Petitioner attached to its Motion to Reduce Bond the SEC Orders dated August 23, 1999 and May 23, 2000. From the said SEC Orders, it is unmistakable that petitioner was under receivership. And from the tenor and contents of said Orders, it is possible that petitioner has no liquid asset which it could use to post the required amount of bond.Also, it is quite understandable that because of petitioners financial state, it cannot raise the amount of more than P3 million within a period of 10 days from receipt of the Labor Arbiters judgment.
However, the NLRC ignored petitioners allegations and instead remained adamant that since the amount of bond is fixed by law, petitioner must post an additional bond of more thanP3 million. It is an utter disregard of the provision of the Labor Code and of the NLRC Revised Rules of Procedure allowing the reduction of bond in meritorious cases. While the NLRC tried to correct this error in its March 21, 2003 Resolution by further explaining that it was not persuaded by petitioners alleged incapability of posting the required amount of bond for failure to submit financial statement, list of sources of income and other details with respect to the alleged receivership, we still find the hasty denial of the motion to reduce bond not proper.

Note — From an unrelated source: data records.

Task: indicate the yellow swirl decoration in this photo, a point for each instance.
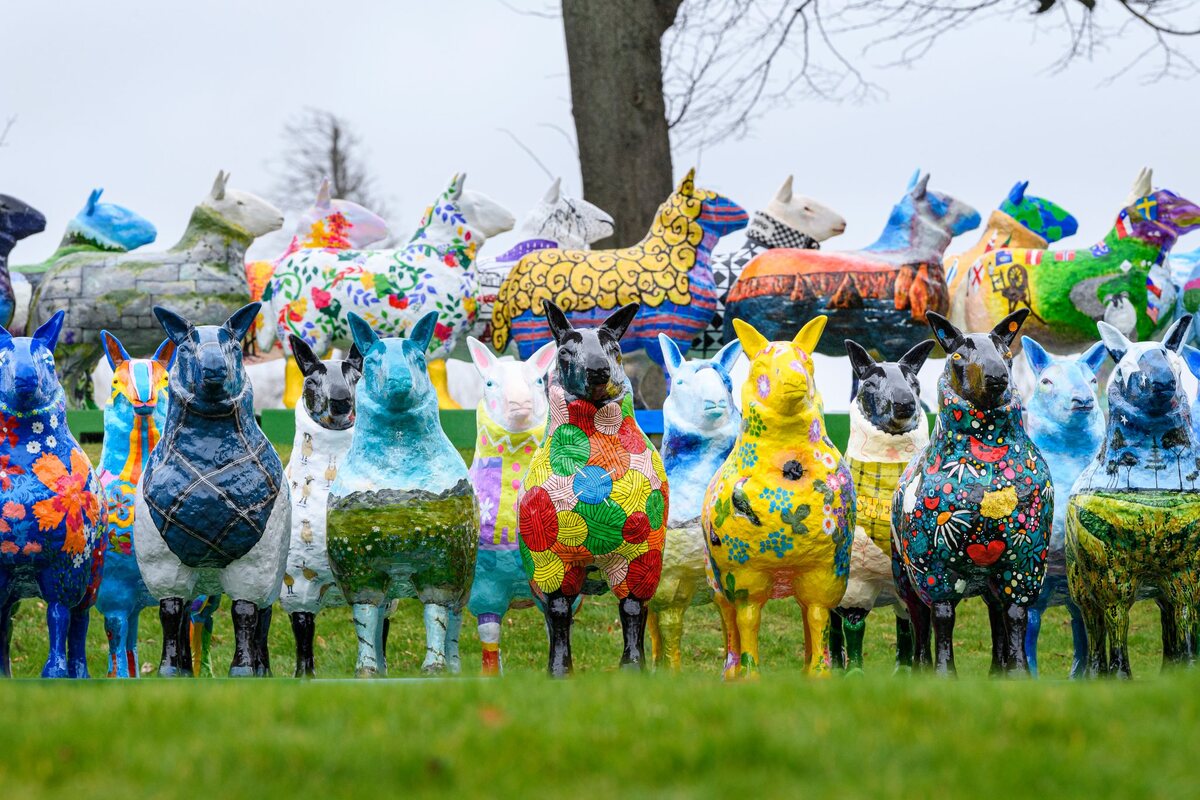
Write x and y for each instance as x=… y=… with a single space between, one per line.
x=652 y=272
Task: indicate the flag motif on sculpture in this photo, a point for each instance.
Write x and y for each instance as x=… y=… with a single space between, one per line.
x=1125 y=224
x=1147 y=206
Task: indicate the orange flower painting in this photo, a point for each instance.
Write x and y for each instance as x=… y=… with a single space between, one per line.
x=72 y=501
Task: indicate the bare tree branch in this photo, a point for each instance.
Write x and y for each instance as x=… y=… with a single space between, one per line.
x=726 y=62
x=5 y=130
x=318 y=145
x=528 y=151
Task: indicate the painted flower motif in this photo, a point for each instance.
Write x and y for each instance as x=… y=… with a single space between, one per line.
x=777 y=542
x=7 y=471
x=9 y=429
x=72 y=503
x=739 y=551
x=297 y=310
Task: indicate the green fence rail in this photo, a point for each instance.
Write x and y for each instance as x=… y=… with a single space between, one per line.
x=279 y=425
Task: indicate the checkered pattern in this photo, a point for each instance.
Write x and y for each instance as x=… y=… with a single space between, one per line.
x=765 y=233
x=211 y=512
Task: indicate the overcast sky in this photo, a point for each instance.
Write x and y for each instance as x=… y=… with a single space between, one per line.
x=148 y=100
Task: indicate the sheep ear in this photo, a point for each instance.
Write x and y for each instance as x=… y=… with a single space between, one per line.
x=1095 y=358
x=1035 y=354
x=559 y=326
x=543 y=359
x=1006 y=330
x=810 y=335
x=785 y=192
x=553 y=192
x=423 y=331
x=619 y=320
x=305 y=358
x=364 y=335
x=177 y=328
x=753 y=342
x=219 y=185
x=861 y=361
x=1114 y=341
x=915 y=359
x=671 y=356
x=727 y=356
x=1177 y=334
x=243 y=320
x=1192 y=358
x=48 y=334
x=483 y=358
x=114 y=350
x=354 y=358
x=945 y=331
x=166 y=354
x=1017 y=193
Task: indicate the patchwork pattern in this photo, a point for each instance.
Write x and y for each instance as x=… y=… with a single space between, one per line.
x=211 y=512
x=595 y=494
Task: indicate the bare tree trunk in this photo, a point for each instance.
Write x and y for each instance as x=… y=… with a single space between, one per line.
x=615 y=53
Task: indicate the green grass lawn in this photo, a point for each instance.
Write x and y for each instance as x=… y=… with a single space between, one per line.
x=604 y=732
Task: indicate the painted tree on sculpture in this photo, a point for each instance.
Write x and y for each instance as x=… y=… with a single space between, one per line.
x=1128 y=461
x=1175 y=443
x=1156 y=462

Notwithstanding petitioner's failure to submit its financial statement and list of sources of income and to give more details relative to its receivership, it was nevertheless able to show through the above-mentioned SEC Orders that it was indeed under a state of receivership.This should have been sufficient reason for the NLRC to not outrightly deny petitioners motion. Here, considering the clear showing of petitioners state of receivership, the NLRC should have conducted such preliminary determination and therein require the submission of said documents and other necessary evidence before proceeding to resolve the subject motion.
After all, the present case falls under those cases where the bond requirement on appeal may be relaxed considering that (1) there was substantial compliance with the Rules; (2) the surrounding facts and circumstances constitute meritorious grounds to reduce the bond; and (3) the petitioner, at the very least, exhibited its willingness and/or good faith by posting a partial bond during the reglementary period. Thus, it was an error on the part of the NLRC when it denied petitioners Motion to Reduce Bond and likewise on the part of the CA when it affirmed said denial.